For one, it’s going to, you know, actually support your learning of the content. And on top of that, the professor will notice. Having had this gig for awhile, they tend to be pretty perceptive with things like that.
It’s a relatively straightforward exchange: if you demonstrate that you care, they will reciprocate in caring about you (or, perhaps better put, your grade). Go to office hours, think deeply about their material, and try to dig into those big essays or assessments with a passionate fervor. Doing so helps validate a lot of what (good) professors want to accomplish: sharing their aptitude and knowledge with those from the up and coming generation.
This is my way of urging you to remain as approachable and interesting and real as you always are – whether it’s around a professor or not. They are always dealing with a fair share of know-it-alls and “teacher’s pets,” and it can be exhausting to have people following you around all the time, trying to prove themselves.
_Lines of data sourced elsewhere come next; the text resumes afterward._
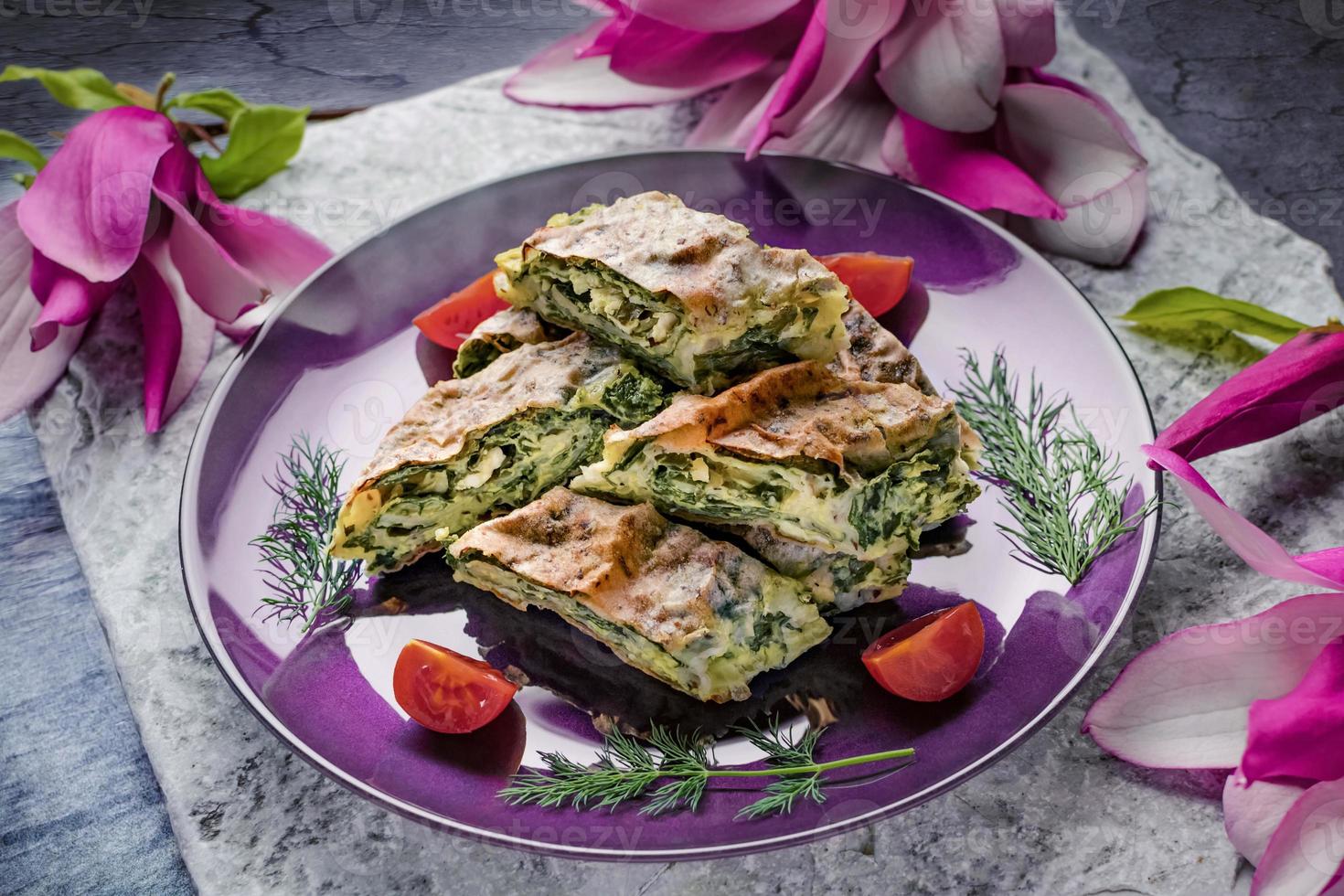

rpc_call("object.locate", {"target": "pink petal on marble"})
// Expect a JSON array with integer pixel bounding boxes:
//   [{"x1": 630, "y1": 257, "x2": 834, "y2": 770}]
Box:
[
  {"x1": 1242, "y1": 636, "x2": 1344, "y2": 782},
  {"x1": 1293, "y1": 547, "x2": 1344, "y2": 581},
  {"x1": 995, "y1": 0, "x2": 1055, "y2": 67},
  {"x1": 1083, "y1": 593, "x2": 1344, "y2": 768},
  {"x1": 19, "y1": 106, "x2": 177, "y2": 283},
  {"x1": 996, "y1": 78, "x2": 1147, "y2": 264},
  {"x1": 504, "y1": 22, "x2": 704, "y2": 109},
  {"x1": 151, "y1": 185, "x2": 270, "y2": 323},
  {"x1": 28, "y1": 250, "x2": 118, "y2": 352},
  {"x1": 1252, "y1": 779, "x2": 1344, "y2": 896},
  {"x1": 878, "y1": 1, "x2": 1007, "y2": 132},
  {"x1": 0, "y1": 203, "x2": 85, "y2": 421},
  {"x1": 764, "y1": 71, "x2": 892, "y2": 172},
  {"x1": 195, "y1": 168, "x2": 332, "y2": 297},
  {"x1": 1157, "y1": 325, "x2": 1344, "y2": 461},
  {"x1": 1223, "y1": 773, "x2": 1307, "y2": 865},
  {"x1": 746, "y1": 0, "x2": 906, "y2": 158},
  {"x1": 609, "y1": 5, "x2": 807, "y2": 90},
  {"x1": 889, "y1": 110, "x2": 1064, "y2": 219},
  {"x1": 686, "y1": 62, "x2": 784, "y2": 149},
  {"x1": 131, "y1": 238, "x2": 215, "y2": 432},
  {"x1": 623, "y1": 0, "x2": 806, "y2": 31},
  {"x1": 1143, "y1": 444, "x2": 1344, "y2": 590}
]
So don’t feel like, to earn your professors’ respect, you need to become anyone you aren’t. Holding genuine conversations and possessing the self-confidence that you are a valuable contributor to their class will come across as quite refreshing.
At the end of the day, as beneficial as it can be to connect with a professor – it’s important to realize that there does exist a line, across which it’s no longer worth the effort. As soon as you feel yourself compromising what you believe in for the sake of recognition, or else fighting a draining up-hill battle for attention, it’s better to let things be. The caliber of your work can speak for itself.